Kaguya-Sama is cute, frustrating and kinda Depressing, I love it

But then it’d buy it back, and I’d want to rip my hair out.

Every time the pair come a little closer together, the show undercuts the moment before it can really settle. The finale is the prime example of this. I loved the ending of the firework’s scene so much, but there was still half of an episode left to go. In the most classic of anime style, both characters are incredibly shy, but totally unable to be open and honest with one another once the moment was over.

And it’s not that the gags are bad either, because they’re not. The comedy in the show is executed well throughout, a combination of situational comedy and an over the top announcing assigning much higher stakes to anything that is necessary. As well as sweet moments that aren’t focusing the love battle between the main characters.

But to end a series on this, in a way that takes us back the status quo between the two that existed at the beginning of the series. It frustrates the hell out of me. I grew to really like the show’s entire cast by the end, and would have loved to see the series end with some positive growth from any of the characters. Or at least some noticeable growth.

Kaguya-Sama is cute, frustrating and kinda Depressing, I love it

Certainly, it’s within character for the pair to stick to their Olympian levels of stubbornness, with so much build-up and depth to these characters, I so badly wanted a more solid resolution to their story than the anime ended up providing. So much so that I took my lack of fulfilment out into the wilds and spend two solid days wrestling with something I don’t do all that often: The Manga.

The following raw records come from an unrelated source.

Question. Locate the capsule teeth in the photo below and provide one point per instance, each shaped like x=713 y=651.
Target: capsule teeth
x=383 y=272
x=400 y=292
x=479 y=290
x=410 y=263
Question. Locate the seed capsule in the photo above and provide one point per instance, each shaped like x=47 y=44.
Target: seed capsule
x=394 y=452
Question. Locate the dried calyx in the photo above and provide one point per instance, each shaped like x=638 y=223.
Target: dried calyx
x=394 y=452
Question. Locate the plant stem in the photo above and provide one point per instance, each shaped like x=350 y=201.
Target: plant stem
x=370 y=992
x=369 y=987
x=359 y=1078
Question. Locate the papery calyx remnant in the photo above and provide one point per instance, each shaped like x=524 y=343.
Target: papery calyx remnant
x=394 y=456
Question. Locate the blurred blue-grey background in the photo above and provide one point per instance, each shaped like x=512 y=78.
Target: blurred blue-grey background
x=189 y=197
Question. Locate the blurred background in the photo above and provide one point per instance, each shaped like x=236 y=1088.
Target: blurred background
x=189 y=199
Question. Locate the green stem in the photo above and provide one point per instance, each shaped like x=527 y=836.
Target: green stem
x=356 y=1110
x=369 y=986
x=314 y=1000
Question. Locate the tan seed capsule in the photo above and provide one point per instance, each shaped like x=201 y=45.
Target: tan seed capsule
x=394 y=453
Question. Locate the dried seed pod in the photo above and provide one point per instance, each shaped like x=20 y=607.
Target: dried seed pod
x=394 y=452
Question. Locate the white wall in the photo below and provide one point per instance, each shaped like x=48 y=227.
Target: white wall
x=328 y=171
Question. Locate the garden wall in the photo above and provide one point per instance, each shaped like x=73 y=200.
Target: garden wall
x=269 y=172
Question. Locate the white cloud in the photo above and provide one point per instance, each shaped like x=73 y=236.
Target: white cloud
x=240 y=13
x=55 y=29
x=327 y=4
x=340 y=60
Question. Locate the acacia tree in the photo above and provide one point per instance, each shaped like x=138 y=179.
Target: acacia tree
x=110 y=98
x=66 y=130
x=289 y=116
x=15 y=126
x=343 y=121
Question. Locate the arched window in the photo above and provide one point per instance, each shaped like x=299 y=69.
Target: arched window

I tore through the manga like a ravenous beast, and was shocked to learn just how long this series still has to go, if the anime adaptation continues of course. Admittedly, if the main two characters do finally get together, then there would be no story to tell anymore.

So I arrive at a crossroads. The entire premise around Kaguya-Sama is about building and building, and giving us a glimpse of what we finally want before snatching it away. Leaving us in a constant state of dissatisfaction. I’ve been struggling to avoid making the comparison between this and blue balls… but that’s kind of the perfect analogy.

Kaguya-Sama is cute, frustrating and kinda Depressing, I love it

In the most recent story arc in the manga, it finally reached a place where Shinomiya and Shirogane seemed to have finally broken through their own pride and their barriers, to the point where they were finally going to get together. After the most insane romantic gesture from the president that was entirely befitting a couple as extra as these two.

But then the manga artist, once again, pulled the rug from under me and veered the story in a utterly unforeseen direction. One that questions the validity of the pairing of the two in the first place. Shinomiya is shown to be gifted, intelligent and an incredibly capable person with a bright future.

And yet, throughout the series as her feeling for the president become stronger, that strong and independent aspects of her character seem to fade, being overtaken by a weak-kneed, love struck little girl. It was so jarring that it made me question whether or not these two people truly are destined to be together in the long term. Ultimately this is all high school romance, as huge and important as the story does make it seem.

Kaguya-Sama is cute, frustrating and kinda Depressing, I love it

It’s a surpassing turn, that shockingly takes an interceptive look into high school relationships and what people are willing to give up for an immature love…

I adore this series and the characters it has cultivated, growing its one note stereotypes into layered and complex personalities I want to see happy. But it also toys with my heart in a way that really just makes me realise what an emotionally messed up train wreck of a person I really am. Maybe it’s why I identify with them all so much.

But there is only so much teasing I can take before my heart finally gives out. Relationships are important in media and to us in real life. As someone who recently started living alone, solitude really does make you realise how we need connections with other people to grow. And I hope Shinomiya and Shirogane eventually get the happy ending they want. Even if I’m an old man by the time that eventually happens.